It is assumed that the real estate industry is ripe for disruption.  We see a new whiz-bang website just about every week that was developed by two guys in a garage who think they have the answer – but then are never heard from again.

The reason is advertising.

Zillow got to the top because they were spending $100 million per year to advertise. Anybody who is willing to spend that type of money can dance their way into the hearts of consumers.

Bigger players will be looming in 2017.

1. We talked about Opendoor, the flipping company who buys your house for cash in 3-7 days at a below-market price based on algorithms.  Their fees range from 6% to 12%, which would only appeal to desperate sellers – which have been few and far between in San Diego.  Opendoor is only operating in Dallas and Phoenix, so expanding to the tony coastal regions might take a while.  But they just received $210 million in venture capital, and have 200 employees closing $60 million per month in transactions currently.  They are expanding to 10 unnamed cities, and hope their fast money can attract a homeowner’s first phone call.  But once sellers hear their (low) bottom-line, only a great salesman could convince them to not shop around.

2. Another big-money contender is Quicken Loans, the second-largest retail mortgage lender in the country.  They just announced that they are acquiring a ‘technology platform’ to appeal to more home buyers directly.  LINK

“Finding a reputable agent and a great home go hand-in-hand,” said Ron Frankel, OpenHouse Realty CEO. “I am confident that the work John Kvasnic, OpenHouse Realty’s Chief Product Officer, and his team have done in both arenas will help In-House Realty become the premier destination for those looking to work with the best agents in their community, while also helping them find the home of their dreams. It’s the perfect fit.”

They don’t mention that their recommended agents are paying Agent Ace a referral fee of 35% of their commission.  There is a big difference between the ‘best agents in their community’, and ‘best agents in their community who are willing to pay a 35% referral fee’.  The second group is much smaller, and typically they are the realtors who are getting outworked by the ‘best agents in the community’.  But consumers won’t figure that out until it is too late.
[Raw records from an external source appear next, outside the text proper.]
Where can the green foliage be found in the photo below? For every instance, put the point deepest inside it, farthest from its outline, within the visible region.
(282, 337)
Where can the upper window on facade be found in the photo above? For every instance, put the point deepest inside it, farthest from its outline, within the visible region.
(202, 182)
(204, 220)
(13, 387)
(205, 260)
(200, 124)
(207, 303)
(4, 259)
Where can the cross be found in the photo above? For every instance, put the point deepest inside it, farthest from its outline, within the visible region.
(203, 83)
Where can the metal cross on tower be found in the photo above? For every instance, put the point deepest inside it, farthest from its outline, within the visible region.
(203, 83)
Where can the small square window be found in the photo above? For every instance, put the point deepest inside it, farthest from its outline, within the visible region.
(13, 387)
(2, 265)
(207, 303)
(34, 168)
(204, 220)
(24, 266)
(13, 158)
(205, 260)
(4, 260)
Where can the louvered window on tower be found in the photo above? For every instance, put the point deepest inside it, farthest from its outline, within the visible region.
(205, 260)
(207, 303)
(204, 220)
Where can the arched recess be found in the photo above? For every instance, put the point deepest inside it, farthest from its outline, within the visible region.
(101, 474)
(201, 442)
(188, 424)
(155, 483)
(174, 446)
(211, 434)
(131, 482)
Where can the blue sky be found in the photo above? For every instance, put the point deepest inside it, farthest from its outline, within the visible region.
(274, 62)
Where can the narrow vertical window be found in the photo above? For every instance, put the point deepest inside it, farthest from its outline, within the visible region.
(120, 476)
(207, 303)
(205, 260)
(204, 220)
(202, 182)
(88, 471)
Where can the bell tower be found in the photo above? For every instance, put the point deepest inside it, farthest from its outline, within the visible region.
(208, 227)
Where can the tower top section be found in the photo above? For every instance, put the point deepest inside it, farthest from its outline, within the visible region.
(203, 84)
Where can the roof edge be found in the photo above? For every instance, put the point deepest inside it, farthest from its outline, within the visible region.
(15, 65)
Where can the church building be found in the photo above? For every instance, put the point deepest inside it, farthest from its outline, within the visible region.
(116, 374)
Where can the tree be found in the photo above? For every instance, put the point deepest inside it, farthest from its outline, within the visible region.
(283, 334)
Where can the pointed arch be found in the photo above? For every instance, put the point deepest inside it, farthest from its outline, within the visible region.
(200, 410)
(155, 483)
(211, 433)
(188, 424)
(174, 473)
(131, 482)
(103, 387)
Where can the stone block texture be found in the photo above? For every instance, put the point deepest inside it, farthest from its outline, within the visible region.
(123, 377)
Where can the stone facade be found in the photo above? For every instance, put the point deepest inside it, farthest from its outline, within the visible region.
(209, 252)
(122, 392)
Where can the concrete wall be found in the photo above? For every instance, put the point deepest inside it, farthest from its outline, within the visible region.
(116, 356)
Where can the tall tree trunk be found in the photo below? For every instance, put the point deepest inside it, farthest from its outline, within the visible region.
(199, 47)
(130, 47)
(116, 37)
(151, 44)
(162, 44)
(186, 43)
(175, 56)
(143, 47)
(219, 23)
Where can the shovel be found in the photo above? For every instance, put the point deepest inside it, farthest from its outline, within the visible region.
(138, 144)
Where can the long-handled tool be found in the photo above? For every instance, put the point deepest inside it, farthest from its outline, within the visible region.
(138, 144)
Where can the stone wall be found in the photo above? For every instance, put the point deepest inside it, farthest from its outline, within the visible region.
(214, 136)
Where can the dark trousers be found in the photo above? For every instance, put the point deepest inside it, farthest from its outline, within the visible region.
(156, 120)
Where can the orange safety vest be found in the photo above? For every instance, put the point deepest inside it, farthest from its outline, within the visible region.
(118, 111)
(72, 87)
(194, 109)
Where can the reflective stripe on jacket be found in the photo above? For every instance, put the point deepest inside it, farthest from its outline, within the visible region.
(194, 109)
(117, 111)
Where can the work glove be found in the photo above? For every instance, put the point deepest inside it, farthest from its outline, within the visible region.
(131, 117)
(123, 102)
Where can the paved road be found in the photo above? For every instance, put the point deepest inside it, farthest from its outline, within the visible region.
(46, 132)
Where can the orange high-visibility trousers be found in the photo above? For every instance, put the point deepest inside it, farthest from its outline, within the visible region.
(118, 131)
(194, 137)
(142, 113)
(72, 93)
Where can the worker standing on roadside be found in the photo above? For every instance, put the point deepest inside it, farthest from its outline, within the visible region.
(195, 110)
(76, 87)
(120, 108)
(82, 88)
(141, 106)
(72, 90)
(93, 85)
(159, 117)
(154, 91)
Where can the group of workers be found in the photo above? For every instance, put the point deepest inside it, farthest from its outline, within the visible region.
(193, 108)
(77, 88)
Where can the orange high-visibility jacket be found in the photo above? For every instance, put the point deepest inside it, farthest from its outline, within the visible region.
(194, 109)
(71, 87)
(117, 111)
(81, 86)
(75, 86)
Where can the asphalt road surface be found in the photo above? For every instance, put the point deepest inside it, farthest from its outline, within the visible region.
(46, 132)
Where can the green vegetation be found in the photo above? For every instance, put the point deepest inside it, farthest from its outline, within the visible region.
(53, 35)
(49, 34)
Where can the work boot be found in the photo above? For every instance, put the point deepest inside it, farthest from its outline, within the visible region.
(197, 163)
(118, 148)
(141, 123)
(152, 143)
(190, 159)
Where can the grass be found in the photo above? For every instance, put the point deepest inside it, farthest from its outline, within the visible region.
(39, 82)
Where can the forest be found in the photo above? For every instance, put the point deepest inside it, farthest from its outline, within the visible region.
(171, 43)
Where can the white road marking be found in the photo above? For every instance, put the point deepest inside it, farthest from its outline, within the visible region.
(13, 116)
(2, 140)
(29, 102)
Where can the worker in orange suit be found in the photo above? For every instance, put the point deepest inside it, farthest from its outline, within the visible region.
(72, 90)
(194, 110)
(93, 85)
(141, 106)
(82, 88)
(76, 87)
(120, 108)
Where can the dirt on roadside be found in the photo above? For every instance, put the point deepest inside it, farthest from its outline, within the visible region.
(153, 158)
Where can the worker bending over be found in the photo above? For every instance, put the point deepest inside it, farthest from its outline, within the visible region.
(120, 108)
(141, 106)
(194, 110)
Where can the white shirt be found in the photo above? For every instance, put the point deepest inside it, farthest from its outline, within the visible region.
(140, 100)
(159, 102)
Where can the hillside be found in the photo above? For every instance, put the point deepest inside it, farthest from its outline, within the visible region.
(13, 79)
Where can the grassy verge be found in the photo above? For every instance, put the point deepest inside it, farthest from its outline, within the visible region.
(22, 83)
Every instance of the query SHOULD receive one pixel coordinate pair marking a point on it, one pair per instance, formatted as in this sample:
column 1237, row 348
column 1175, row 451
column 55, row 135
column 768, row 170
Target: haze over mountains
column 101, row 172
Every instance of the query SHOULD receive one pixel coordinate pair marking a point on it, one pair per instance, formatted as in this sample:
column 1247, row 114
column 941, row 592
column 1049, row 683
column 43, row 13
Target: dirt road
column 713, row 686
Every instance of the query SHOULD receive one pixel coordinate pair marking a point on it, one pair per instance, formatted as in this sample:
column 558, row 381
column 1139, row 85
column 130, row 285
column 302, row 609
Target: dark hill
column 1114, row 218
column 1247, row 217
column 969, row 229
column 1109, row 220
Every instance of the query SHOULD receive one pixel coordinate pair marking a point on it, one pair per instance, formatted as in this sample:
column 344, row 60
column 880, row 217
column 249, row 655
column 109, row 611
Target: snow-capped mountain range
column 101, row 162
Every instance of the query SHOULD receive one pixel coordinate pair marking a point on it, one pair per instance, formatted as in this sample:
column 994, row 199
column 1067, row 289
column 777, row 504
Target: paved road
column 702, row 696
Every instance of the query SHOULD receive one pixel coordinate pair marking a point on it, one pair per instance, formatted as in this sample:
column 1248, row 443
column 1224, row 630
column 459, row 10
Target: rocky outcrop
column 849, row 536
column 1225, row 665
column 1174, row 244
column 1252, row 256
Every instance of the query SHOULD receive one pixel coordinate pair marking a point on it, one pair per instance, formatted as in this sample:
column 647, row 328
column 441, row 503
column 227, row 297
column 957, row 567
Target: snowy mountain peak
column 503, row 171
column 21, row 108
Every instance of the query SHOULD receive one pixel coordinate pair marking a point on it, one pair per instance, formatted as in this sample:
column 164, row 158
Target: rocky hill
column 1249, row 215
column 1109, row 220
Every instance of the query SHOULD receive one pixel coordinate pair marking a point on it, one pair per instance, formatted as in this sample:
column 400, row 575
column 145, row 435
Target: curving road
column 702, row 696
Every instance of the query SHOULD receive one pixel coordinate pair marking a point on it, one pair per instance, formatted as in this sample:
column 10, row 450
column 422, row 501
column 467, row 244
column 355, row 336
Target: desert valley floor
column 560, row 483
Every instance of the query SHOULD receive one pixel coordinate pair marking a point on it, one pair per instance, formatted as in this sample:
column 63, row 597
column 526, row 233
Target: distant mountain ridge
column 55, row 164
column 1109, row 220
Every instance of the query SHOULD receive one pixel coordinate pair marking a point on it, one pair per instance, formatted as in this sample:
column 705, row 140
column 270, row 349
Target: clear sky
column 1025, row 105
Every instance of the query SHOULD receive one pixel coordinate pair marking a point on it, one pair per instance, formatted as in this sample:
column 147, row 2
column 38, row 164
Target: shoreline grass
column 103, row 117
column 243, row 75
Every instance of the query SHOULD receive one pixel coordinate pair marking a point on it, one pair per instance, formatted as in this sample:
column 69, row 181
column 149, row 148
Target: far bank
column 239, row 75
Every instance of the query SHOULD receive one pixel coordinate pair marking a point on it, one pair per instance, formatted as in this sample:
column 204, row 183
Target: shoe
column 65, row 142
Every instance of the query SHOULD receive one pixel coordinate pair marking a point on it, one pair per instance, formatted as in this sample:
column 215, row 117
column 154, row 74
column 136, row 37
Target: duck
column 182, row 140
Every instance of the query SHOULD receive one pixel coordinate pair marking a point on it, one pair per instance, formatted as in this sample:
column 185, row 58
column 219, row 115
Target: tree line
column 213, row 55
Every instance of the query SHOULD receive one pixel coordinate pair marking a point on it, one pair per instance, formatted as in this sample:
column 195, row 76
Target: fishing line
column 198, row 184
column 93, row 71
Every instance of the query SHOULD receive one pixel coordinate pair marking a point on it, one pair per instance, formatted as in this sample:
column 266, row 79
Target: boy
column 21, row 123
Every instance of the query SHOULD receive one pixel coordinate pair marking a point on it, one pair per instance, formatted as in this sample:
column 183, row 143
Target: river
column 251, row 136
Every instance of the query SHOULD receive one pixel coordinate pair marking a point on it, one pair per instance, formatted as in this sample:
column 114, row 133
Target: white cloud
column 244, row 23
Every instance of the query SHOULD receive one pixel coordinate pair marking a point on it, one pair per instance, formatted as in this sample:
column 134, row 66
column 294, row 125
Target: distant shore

Quicken Loans spent $21.1 million on Google advertising alone in 2014, more than any other mortgage lender.  They could become a major player if they spend enough on advertising – they already spent it in the mortgage space, and are up to the #2 mortgage-lender nationwide (look for their Super Bowl ad).

3. The founder of Uber is another potential disrupter, but only because of their previous smashing success.  Their real estate package follows the course of most outside disrupters who think transparency is something the sellers want – but they don’t.

An excerpt:

When a seller receives a few good offers on a home, the sellers agent will ask for best and last offer by noon tomorrow, for example. If buyers were able to see the terms of all the other offers, as they would when using Haus, then this could drive the price of the home up as buyers enter into a bidding war. Not to mention, unethical sellers or agents could artificially inflate the price of a home through shill bidding, as an offer is not legally binding.

While Haus helps sellers measure the demand on their property, it might also drive away potential buyers who don’t want to get in a bidding war over an already-expensive purchase. Or, on the other side, this might short a seller who would have received a much higher best and final bid from a buyer, but saw that offer drop to barely beat the next-best offer.

Once sellers figure out that disruption/transparency may not be in their favor, selling the old-fashioned way where they hold all the cards will sound like a safer choice.

We already know that the industry is in retreat.  The old-school realtors who think they deserve a five-figure paycheck for completing fill-in-the-blank contracts will think retirement sounds better than ever.  Mid-range and better agents are scrambling to build teams and be Redfin-ish in their conveyor-belt approach, even though the pitfalls are obvious.  It wouldn’t take much to tip the whole thing over at this point.

Zillow feels like an old friend by now, but who knows what they might do?  Amazon or Google could jump in too, and if they did, look out.

Whoever spends the most advertising dollars, wins!